While disoriented ragamuffins were a constant in the city crier business, criers also invited attendance at public meetings, reported lost property and spread other miscellaneous chatter. Unlike the official town criers of colonial times, Cincinnati’s criers did not report the news unless someone paid them to do so. Cincinnati’s town criers did not hold official positions and anyone could become a town crier simply by advertising for business. There was one official function for which city criers were drafted into service. According to the Enquirer [23 July 1895]:
“John Hewson will be remembered by the older citizens of Cincinnati as the ‘Fire Crier,’ his duty being to ride over the city on the occasion of a fire and ring a bell to give the alarm.”

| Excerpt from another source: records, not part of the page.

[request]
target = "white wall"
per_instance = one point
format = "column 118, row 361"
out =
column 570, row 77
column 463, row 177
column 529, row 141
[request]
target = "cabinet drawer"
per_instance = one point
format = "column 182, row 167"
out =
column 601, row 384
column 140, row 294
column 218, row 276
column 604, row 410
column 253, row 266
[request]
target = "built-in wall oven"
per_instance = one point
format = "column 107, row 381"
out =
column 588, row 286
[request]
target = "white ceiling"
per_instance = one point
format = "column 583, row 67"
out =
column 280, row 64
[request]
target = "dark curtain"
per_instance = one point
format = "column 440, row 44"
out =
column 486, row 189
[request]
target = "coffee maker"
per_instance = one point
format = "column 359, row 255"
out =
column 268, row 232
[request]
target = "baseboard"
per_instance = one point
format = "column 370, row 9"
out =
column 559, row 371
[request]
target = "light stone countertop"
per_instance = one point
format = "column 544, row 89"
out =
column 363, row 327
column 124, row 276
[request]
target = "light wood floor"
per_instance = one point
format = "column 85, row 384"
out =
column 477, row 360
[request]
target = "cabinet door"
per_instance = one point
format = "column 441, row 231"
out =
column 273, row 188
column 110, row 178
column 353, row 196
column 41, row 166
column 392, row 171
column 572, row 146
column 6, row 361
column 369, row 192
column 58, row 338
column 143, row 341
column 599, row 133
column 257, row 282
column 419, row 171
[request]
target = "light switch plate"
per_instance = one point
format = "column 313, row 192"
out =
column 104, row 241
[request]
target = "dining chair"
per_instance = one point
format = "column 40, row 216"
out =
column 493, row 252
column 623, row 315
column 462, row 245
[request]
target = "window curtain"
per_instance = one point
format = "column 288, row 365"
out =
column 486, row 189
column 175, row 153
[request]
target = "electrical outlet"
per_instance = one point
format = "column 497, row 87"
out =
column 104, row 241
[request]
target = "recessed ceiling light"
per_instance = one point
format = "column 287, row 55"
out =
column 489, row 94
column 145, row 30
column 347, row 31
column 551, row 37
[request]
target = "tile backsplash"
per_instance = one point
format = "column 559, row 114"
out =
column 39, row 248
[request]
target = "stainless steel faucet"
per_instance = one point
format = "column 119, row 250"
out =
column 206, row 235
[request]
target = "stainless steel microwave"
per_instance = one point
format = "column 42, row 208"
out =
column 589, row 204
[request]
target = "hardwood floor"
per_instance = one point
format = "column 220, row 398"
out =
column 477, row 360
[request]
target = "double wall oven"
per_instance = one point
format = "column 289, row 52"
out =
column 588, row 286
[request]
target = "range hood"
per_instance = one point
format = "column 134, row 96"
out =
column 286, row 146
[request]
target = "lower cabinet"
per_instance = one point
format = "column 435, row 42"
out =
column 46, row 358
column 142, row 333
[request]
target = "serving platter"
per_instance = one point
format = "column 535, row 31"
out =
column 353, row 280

Otherwise, crying was a business. If you wanted the crier to announce something, you paid him—and it wasn’t cheap. An 1839 news item records the town crier’s fee at $1, which would be more than $25 in today’s currency.
The gig must have paid pretty well. An 1847 report notes that Thomas Ryland, city crier, owned a horse—a not inconsequential expense at the time. Ryland was a city crier for more than a decade. John Hewson rang his bell off and on for two decades. The city directory for 1850 lists four: Hewson and Ryland and also Henry Rider and Joseph Morrow. Hewson earned enough to buy a substantial farm in Indiana.
Over the course of the 19th century, the term “crier” covered a variety of professions. In addition to auctioneers, street vendors of oysters, hot tamales, vegetables and other items were known as criers. The courts had criers in the role now filled by bailiffs.
By 1900, Cincinnati’s city criers had all retired or adopted other titles. The tradition is still maintained in suburban Mariemont, where a town crier is an official and elected village position, complete with a bell and the habiliments of an 18th-century squire.